Fennek Records is operated by Hanses and I (Shaga). We know each other since we met in Stuttgart back in 2011. Since then, we’ve always shared our beats with each other, and one day we decided to start a label to share our music and the music of our friends. We are open for new artists, but we really want to connect personally. That’s also why we visited all record stores ourselves. We like the direct real-life contact and we think it’s very important. It helps to connect ideas and to gain friends and collaborators.
“We are open for new artists, but we really want to connect personally and as friends. That’s also why we visited all record stores ourselves. We think direct real-life contact is very important.”
Fennek’s debut 10″ is something special: fully using Japanese samples. Please tell us a bit about the digging process: was it a dream trip through Japan, or another type of quest?
Unfortunately, we never visited Japan. It all started with the idea of sampling only Japanese music. Around that time, Hanses and Moshuss found out that Zabbermusic–a record store in Mannheim–has a nice collection of Japanese records. This was the foundation for our 10″. But it’s demanding and expensive to find everything you need on vinyl, so we also used samples we found on the internet, especially for the drums.
Any personal highlights you’ve found while going through all the music?
There are a lot of gems we found while searching through Japanese music. To share a few:
And of course some songs not traceable via YouTube–at least not with latin letters…
You’ve never been to Japan, so what fascinates you exactly about Japanese music?
It was very interesting for us to find out that many Japanese songs and albums are western-orientated. There is a lot of 80s pop music, a lot jazz fusion, and all kinds of genres such as psychedelic music, rock, soul and reggae which were popular in Europe, the US, and all over the world, really. But at the same time, it was music we have never heard of before.
To me, that’s a fascinating combination. But it’s a pity that we couldn’t find too many records featuring traditional Japanese music…
“Stepping Stones by Twit One started my love for 10″ vinyl records.”

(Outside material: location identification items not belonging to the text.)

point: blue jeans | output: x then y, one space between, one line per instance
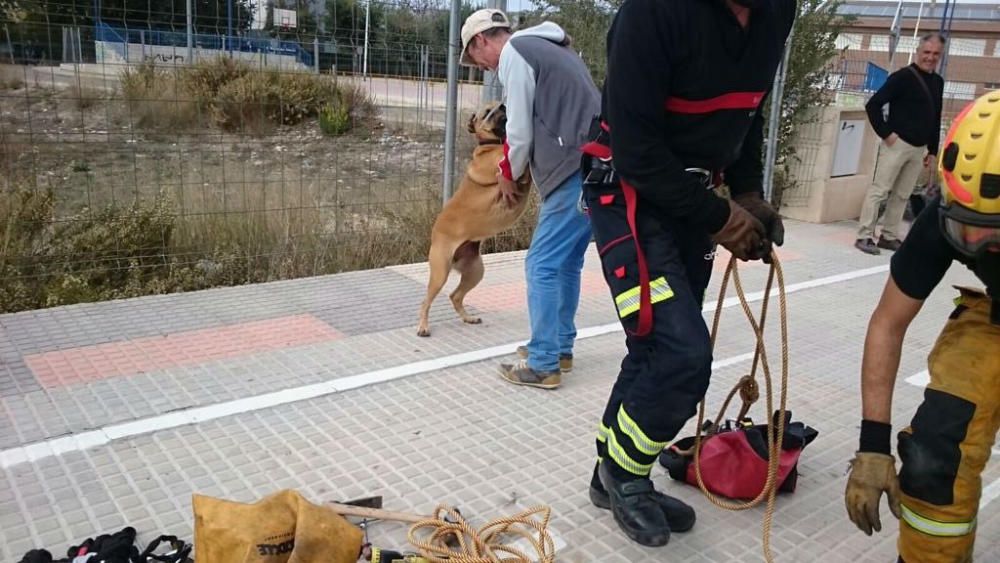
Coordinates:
552 269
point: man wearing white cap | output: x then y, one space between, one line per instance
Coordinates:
550 100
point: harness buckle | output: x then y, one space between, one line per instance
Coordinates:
705 176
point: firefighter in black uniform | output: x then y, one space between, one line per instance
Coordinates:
681 110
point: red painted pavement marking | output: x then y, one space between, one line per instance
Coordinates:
129 357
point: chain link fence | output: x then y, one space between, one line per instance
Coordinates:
859 72
142 155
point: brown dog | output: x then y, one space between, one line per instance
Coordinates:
474 213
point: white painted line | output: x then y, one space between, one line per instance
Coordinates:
990 494
91 438
919 379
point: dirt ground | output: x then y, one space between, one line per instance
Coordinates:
85 145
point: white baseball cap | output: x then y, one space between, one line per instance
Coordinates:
480 21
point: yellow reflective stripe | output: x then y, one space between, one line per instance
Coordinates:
628 300
618 454
935 527
639 438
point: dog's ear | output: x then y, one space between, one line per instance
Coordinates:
500 128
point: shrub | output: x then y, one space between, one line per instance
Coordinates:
154 99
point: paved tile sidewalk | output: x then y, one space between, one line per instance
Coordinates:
457 434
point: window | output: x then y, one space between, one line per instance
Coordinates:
960 90
878 43
849 41
907 44
965 47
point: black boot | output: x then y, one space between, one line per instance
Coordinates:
680 516
635 509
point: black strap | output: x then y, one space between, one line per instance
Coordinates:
179 550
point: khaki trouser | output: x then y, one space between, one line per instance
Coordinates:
895 176
947 444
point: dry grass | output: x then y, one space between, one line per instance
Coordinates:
142 193
236 97
157 101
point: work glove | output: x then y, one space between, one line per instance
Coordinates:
743 234
773 227
871 475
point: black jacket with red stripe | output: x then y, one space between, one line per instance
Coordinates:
685 88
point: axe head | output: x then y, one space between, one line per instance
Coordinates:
366 502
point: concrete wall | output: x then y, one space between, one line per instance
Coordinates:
121 53
818 197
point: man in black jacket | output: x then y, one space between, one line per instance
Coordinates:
909 142
681 107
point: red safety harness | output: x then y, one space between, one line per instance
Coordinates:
602 151
600 148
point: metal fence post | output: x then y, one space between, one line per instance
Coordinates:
189 33
775 120
10 46
492 89
451 103
316 54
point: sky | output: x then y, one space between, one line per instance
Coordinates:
515 5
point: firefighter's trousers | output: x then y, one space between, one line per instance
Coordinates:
948 442
665 372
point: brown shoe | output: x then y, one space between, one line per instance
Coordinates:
867 246
565 360
889 244
521 374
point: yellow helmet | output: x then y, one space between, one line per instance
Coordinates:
970 172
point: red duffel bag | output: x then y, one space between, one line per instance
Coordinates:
734 460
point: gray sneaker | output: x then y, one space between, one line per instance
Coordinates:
565 360
889 244
867 246
521 374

What’s next for Fennek Records?
We’re planning to release a 10″ with Kill Emil. We visited him and had a really good time. He showed us his first draft for the A-side a few weeks ago. With pressing and screen-printing the covers, you can’t really plan on schedule. So we have to see how many 10″ releases there will be this year. But the Kill Emil 10″ is pretty sure to be released in 2019.
Digitally there will be some output as well. The Intern and dédé have a remix project up their sleeves. Tonzeit and myself have an EP or mini-album ready to master. So things start to roll, but it’s a question when it all happens…

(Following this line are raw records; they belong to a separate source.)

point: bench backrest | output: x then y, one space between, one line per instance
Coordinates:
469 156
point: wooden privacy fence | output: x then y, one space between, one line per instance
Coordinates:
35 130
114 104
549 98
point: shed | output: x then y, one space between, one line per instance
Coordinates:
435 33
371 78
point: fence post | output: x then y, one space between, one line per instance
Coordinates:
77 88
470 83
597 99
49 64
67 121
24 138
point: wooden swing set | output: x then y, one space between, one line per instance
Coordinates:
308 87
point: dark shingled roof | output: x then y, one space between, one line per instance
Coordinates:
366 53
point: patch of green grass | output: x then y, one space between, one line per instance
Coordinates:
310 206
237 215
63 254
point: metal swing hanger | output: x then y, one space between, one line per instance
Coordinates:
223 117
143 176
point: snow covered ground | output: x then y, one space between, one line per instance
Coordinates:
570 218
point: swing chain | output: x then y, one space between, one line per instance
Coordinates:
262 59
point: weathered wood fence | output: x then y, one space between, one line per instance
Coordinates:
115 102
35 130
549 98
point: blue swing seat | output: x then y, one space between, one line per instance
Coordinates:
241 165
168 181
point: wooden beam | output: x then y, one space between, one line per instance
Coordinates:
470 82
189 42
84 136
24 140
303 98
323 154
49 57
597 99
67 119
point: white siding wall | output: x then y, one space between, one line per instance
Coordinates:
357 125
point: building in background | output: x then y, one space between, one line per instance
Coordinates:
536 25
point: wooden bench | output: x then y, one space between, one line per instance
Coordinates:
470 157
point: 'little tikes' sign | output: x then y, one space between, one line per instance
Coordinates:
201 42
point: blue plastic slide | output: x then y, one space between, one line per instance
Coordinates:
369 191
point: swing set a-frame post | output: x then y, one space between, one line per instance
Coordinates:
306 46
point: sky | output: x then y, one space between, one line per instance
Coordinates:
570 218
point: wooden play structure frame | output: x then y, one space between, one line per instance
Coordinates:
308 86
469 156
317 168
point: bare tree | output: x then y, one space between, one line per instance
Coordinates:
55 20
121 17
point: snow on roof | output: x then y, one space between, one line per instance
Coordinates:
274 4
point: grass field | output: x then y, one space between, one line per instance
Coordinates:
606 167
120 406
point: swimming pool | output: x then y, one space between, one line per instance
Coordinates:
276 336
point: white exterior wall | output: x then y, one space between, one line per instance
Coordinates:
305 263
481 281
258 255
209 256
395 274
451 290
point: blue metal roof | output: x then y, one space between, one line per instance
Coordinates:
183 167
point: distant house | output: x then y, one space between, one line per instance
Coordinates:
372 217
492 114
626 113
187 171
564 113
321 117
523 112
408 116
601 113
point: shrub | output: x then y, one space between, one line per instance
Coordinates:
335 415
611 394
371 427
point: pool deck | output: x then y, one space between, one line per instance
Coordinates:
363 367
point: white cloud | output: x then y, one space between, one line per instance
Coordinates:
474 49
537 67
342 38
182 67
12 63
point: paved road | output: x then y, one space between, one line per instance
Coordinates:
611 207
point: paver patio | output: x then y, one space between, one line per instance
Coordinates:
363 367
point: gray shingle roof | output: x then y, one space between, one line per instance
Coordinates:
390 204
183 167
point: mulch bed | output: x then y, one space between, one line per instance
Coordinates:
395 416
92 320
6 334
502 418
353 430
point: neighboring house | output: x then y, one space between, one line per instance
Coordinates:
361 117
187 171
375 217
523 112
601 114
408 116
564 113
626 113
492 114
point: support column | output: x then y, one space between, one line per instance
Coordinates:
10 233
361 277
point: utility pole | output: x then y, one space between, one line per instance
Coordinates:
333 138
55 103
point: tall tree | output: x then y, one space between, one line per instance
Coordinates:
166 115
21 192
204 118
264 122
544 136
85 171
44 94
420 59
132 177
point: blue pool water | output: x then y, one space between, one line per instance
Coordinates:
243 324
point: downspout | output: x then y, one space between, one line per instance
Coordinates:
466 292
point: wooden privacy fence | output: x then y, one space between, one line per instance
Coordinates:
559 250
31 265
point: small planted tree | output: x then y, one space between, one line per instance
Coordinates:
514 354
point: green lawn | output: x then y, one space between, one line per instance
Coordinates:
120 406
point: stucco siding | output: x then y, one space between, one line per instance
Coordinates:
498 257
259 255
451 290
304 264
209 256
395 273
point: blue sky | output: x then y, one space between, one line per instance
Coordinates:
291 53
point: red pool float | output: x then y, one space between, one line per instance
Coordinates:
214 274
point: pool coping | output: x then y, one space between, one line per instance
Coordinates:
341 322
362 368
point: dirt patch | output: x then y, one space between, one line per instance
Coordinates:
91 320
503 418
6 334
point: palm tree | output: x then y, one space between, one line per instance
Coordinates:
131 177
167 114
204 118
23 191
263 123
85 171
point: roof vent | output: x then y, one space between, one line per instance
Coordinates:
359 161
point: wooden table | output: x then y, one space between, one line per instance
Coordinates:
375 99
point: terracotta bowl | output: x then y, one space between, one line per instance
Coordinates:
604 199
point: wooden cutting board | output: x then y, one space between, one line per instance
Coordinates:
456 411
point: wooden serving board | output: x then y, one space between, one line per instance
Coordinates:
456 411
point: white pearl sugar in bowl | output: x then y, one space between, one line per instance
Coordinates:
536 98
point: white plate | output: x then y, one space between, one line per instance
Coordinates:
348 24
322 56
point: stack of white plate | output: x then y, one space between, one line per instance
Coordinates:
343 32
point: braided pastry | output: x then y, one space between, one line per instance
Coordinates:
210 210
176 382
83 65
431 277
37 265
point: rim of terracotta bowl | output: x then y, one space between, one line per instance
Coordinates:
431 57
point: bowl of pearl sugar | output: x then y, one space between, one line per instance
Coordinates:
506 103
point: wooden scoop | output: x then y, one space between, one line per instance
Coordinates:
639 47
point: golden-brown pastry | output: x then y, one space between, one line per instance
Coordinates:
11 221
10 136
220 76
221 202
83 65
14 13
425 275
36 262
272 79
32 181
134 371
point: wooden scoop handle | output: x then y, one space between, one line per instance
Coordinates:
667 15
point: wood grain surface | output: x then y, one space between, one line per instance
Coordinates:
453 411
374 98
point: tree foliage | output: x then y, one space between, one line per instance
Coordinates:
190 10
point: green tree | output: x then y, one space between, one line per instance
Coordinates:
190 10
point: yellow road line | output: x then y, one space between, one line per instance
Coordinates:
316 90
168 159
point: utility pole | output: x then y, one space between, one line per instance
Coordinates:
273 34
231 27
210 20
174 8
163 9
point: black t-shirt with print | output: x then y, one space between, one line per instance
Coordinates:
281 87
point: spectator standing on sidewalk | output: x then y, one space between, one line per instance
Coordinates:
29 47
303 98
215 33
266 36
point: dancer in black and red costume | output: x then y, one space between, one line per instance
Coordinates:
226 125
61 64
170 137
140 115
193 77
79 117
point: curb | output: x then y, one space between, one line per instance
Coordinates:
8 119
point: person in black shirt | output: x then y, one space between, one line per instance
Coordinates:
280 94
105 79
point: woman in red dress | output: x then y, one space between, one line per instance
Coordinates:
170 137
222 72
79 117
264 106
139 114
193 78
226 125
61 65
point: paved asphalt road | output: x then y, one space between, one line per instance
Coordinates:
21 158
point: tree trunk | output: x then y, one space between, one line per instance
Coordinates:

Assuming you’re a record collector yourself as well? How does your collection look like?
It’s around 1.000 records and it’s ordered by genre and alphabetically per genre. If I do not have enough from one artist to give it its own register, I’ll put it together with other releases from the same label. My most valuable record is the one my sister made for me. It’s full of my first beats with really bad sound quality. But it’s unique and I never hoped for a present that cool. Besides that, maybe Stepping Stones by Twit One, which started my love for 10″ records.